Reeling from acts of terrorism and ever-increasing incidents of violence, Egypt is a nation that can hardly afford to sustain bad news. Tourism, the lifeblood of the national economy, has been taking a serious hit since the start of the 2010 decade. Uprisings and a major coup d’état have unsurprisingly kept visitors from coming anywhere near the region. Now, with the EgyptAir crash, which many experts — including the Egyptian government — have speculated as an act of terror, the economy surely faces another downward slide.
The latest incident is sadly the third in less than a one-year time period involving Egypt. In October of last year, a Russian passenger plane was bombed after it departed a Red Sea resort town. The terrorist organization Islamic State claimed responsibility. In another incident, an Egyptian national hijacked an EgyptAir flight. No one was hurt and the man eventually surrendered to authorities. Still, it places a giant exclamation mark towards the instability of the embattled nation.

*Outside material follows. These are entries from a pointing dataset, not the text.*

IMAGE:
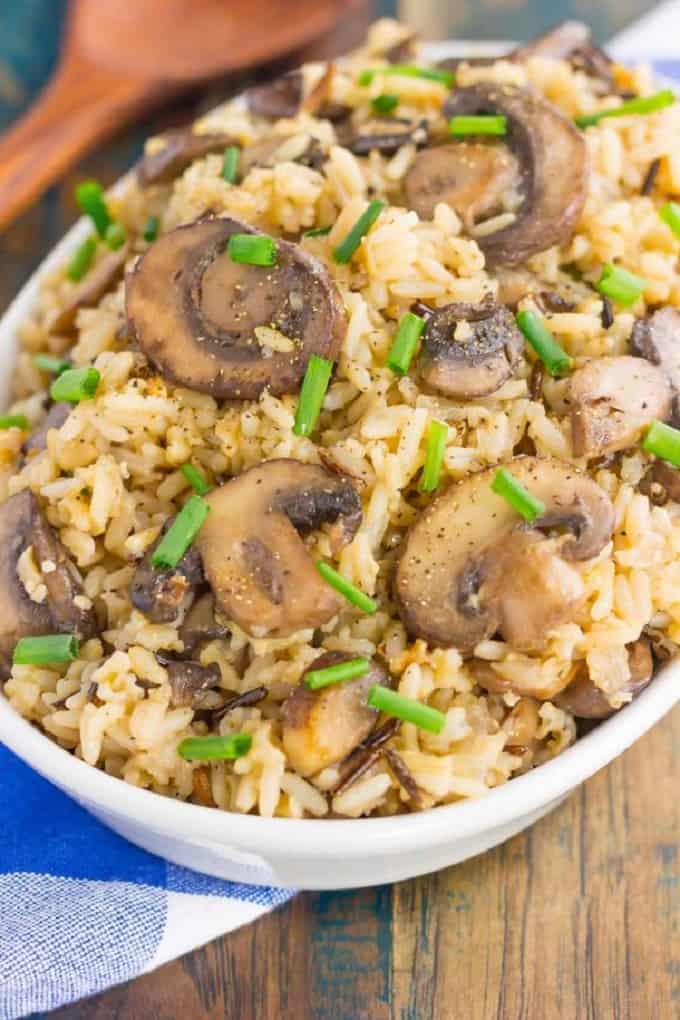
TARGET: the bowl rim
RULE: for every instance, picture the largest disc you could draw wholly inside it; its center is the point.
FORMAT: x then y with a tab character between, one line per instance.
307	836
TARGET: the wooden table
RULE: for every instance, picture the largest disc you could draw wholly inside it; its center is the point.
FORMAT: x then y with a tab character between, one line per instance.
578	918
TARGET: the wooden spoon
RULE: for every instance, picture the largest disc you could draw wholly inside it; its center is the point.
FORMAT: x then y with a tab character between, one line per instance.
118	59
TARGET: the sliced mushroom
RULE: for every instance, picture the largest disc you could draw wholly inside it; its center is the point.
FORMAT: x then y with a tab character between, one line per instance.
544	143
583	700
180	148
194	312
22	524
91	289
471	179
658	340
469	567
469	351
613	401
320	727
253	555
163	594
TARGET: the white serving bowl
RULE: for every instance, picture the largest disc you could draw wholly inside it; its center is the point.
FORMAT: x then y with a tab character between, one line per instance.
311	854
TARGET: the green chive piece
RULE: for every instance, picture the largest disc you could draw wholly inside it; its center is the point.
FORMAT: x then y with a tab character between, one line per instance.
405	343
408	709
409	70
205	749
670	213
541	340
90	197
252	249
230	163
350	670
50	363
150	228
384	104
642	104
348	247
436	445
482	124
318	232
346	588
514	493
196	479
181	532
13	421
75	385
619	285
82	259
664	442
45	650
313	391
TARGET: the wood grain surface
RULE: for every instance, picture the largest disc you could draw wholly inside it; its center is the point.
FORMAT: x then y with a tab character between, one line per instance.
576	919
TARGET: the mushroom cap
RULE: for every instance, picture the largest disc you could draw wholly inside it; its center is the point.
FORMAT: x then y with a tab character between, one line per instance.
470	566
545	144
254	557
613	401
320	727
477	363
193	311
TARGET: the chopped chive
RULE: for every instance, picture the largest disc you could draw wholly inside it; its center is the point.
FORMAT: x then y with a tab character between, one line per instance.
619	285
115	236
313	391
13	421
230	163
45	650
514	493
81	260
252	249
348	247
75	385
150	228
180	533
350	670
405	343
409	70
318	232
90	197
346	588
670	213
486	123
642	104
50	363
205	749
664	442
384	103
541	340
196	479
436	445
408	709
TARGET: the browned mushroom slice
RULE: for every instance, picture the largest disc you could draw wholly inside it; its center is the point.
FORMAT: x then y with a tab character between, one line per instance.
320	727
583	700
469	567
194	312
469	351
179	149
658	340
254	558
91	289
613	401
22	524
544	143
471	179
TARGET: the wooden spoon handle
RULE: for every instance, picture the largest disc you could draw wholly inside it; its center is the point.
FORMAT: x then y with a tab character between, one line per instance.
80	106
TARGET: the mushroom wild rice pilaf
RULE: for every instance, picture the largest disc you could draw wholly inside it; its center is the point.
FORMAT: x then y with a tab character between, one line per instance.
342	473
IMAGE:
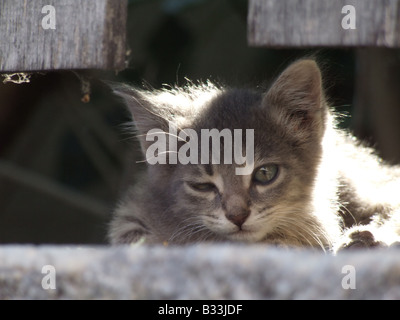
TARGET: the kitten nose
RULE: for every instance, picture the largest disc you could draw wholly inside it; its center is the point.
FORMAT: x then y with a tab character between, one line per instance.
238	217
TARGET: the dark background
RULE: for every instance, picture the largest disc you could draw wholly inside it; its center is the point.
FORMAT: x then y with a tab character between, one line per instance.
63	162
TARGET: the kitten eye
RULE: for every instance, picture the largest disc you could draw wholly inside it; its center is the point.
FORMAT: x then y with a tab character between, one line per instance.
266	174
204	187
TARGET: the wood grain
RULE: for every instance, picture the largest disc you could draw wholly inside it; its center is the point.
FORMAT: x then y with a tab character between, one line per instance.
89	34
307	23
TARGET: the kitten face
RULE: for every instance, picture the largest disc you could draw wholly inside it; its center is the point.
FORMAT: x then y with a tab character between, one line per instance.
247	207
211	202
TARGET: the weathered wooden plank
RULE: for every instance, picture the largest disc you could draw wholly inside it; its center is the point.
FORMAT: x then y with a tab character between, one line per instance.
303	23
77	34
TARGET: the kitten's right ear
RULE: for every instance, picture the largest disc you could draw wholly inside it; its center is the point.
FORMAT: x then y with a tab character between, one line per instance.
145	113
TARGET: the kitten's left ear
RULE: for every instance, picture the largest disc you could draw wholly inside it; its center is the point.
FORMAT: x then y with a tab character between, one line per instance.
296	100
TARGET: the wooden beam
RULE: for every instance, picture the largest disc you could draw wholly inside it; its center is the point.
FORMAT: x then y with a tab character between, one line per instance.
308	23
69	34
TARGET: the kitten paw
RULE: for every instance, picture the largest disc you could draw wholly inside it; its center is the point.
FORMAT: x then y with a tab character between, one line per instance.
362	240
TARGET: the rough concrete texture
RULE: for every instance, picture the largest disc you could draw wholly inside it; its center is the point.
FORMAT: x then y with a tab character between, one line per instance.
197	272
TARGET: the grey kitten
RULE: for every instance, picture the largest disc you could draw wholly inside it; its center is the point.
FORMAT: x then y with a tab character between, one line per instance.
313	185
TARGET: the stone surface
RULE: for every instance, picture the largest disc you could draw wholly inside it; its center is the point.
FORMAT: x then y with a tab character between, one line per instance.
197	272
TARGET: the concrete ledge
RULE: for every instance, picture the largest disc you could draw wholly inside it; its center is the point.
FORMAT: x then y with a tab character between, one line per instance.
197	272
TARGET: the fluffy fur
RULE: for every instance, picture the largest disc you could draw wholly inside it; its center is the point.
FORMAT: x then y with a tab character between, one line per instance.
330	192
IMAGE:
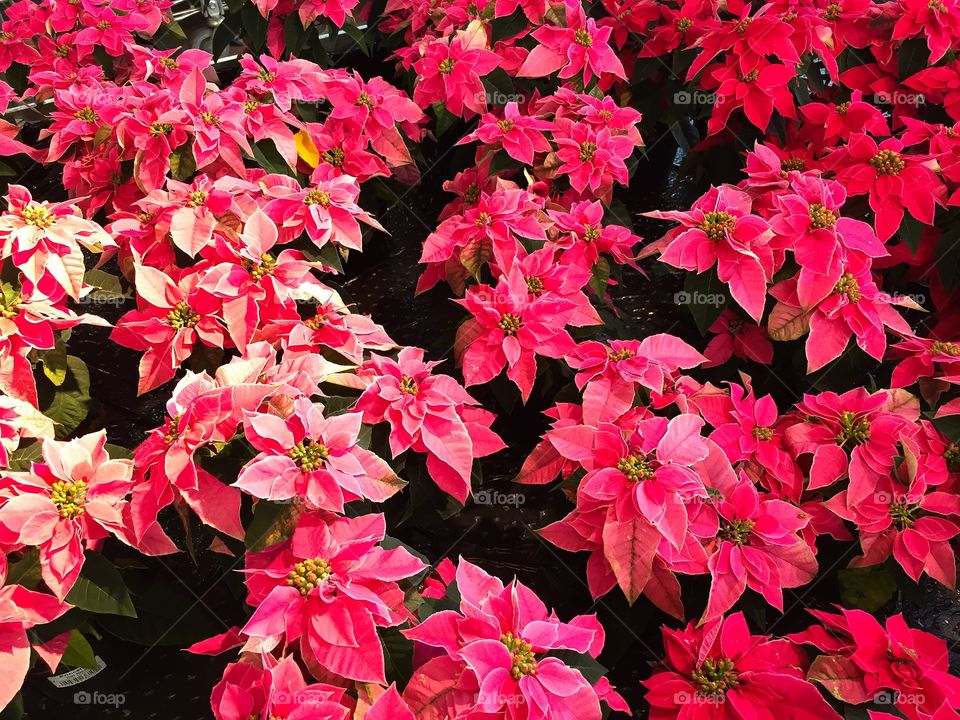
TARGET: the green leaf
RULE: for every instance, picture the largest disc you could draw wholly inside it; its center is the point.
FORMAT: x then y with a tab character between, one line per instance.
14	710
68	405
705	297
868	588
78	652
182	163
358	36
397	655
54	363
100	588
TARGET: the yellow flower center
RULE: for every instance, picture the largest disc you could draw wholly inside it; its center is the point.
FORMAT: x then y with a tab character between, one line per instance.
182	316
69	497
716	225
524	661
309	455
309	574
888	162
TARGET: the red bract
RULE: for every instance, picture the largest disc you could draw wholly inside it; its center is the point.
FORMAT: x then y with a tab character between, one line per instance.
581	47
873	658
313	458
428	413
510	327
894	181
172	316
719	671
330	587
720	230
501	635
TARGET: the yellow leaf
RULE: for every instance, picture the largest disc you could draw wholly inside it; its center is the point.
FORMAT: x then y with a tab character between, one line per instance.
306	149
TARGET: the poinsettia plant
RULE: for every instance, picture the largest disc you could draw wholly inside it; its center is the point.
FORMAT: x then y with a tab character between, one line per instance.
692	265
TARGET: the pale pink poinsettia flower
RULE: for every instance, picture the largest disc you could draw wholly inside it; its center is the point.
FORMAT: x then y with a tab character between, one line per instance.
66	504
313	457
428	413
520	135
758	546
609	373
330	587
253	283
510	329
584	237
201	412
20	610
334	327
173	315
502	634
854	308
719	230
44	241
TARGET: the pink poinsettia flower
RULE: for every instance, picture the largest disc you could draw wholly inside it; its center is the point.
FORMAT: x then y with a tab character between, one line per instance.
719	671
904	519
923	358
335	327
449	71
838	121
758	546
584	237
330	587
428	413
580	47
609	373
67	503
853	434
896	659
247	691
327	211
173	314
44	241
854	308
647	474
759	91
809	222
735	337
520	135
313	457
510	328
893	180
720	230
501	633
489	228
217	124
592	158
937	20
20	610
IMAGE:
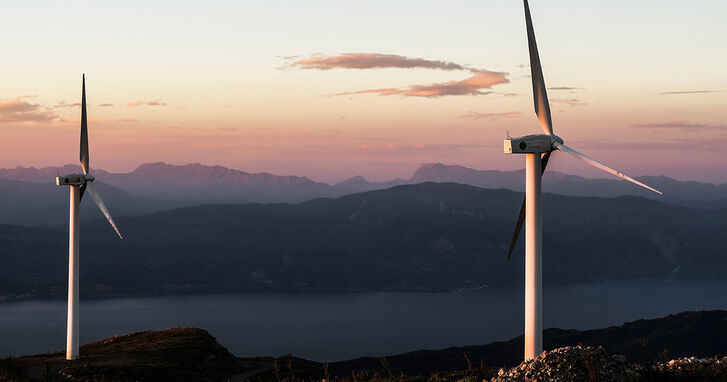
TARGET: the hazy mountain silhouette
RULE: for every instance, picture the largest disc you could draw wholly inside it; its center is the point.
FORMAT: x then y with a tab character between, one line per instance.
360	184
195	184
678	192
430	236
699	334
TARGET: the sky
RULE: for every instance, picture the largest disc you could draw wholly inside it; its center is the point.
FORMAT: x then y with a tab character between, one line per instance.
334	89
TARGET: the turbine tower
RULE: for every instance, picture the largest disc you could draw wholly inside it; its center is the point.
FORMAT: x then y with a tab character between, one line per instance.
79	184
537	149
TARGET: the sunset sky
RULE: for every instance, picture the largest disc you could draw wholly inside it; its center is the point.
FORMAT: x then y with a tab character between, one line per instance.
333	89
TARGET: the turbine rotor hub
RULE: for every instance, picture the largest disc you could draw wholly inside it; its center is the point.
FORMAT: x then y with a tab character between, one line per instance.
74	180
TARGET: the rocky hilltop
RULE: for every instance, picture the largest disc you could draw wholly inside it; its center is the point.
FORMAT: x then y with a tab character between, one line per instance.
189	354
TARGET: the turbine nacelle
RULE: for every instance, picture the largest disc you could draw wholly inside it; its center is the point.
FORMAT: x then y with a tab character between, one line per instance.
532	144
74	180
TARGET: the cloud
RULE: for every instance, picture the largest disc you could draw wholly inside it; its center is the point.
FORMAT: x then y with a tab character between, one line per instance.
151	103
677	125
489	116
371	61
564	88
482	79
63	104
569	101
689	92
402	148
474	85
18	110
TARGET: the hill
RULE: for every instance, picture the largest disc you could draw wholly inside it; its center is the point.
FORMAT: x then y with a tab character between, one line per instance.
31	197
698	334
189	354
425	237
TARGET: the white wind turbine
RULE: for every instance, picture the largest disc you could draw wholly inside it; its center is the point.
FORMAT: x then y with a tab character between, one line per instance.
537	149
78	183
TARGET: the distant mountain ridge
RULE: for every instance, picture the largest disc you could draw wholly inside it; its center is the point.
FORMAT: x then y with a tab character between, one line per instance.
423	237
30	196
677	192
685	334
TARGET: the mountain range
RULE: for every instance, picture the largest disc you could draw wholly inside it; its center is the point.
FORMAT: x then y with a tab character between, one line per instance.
429	236
31	198
191	354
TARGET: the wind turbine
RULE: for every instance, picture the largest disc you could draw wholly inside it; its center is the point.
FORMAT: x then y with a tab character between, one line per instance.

It also doesn’t help matters that Egypt is right in the middle of an escalating warzone. It borders Libya to the east — where various factions are fighting for control in the wake of a power vacuum — and Sudan to the south. It also shares a land border with Israel, and Saudi Arabia, which has been in the news recently for all the wrong reasons, is right across the Red Sea. In addition to the threat of geopolitical flashpoints, Egypt also requires a tourist visa for holders of U.S. passports. It simply brings up another reason why tourists will look elsewhere for their vacation plans.
As a financial investment, there are more questions than answers. The Vectors Egypt Index (NYSEARCA:EGPT) is, at this time, the only direct security that tracks the Egyptian markets. Since peaking in September of 2014, EGPT is down 47%. Year-to-date, EGPT is basically flat, down less than 1%.
To contrarians, that may signal an opportunity. Over the past three months, the ETF is up double-digits to 14%. However, a cautious approach may be best for potential buyers. If you look at the SPDR S&P Emerging Middle East & Africa (NYSEARCA:GAF), you find similar longer-term volatility. True, the GAF is up nearly 5% YTD. At the same time, it’s a very choppy ride. This condition is virtually guaranteed to worsen as the region geopolitically is a complete nightmare.
The rule of the contrarian is to buy the blood on the streets — metaphorically. When the underlying condition is literal in nature, it’s a whole new ballgame.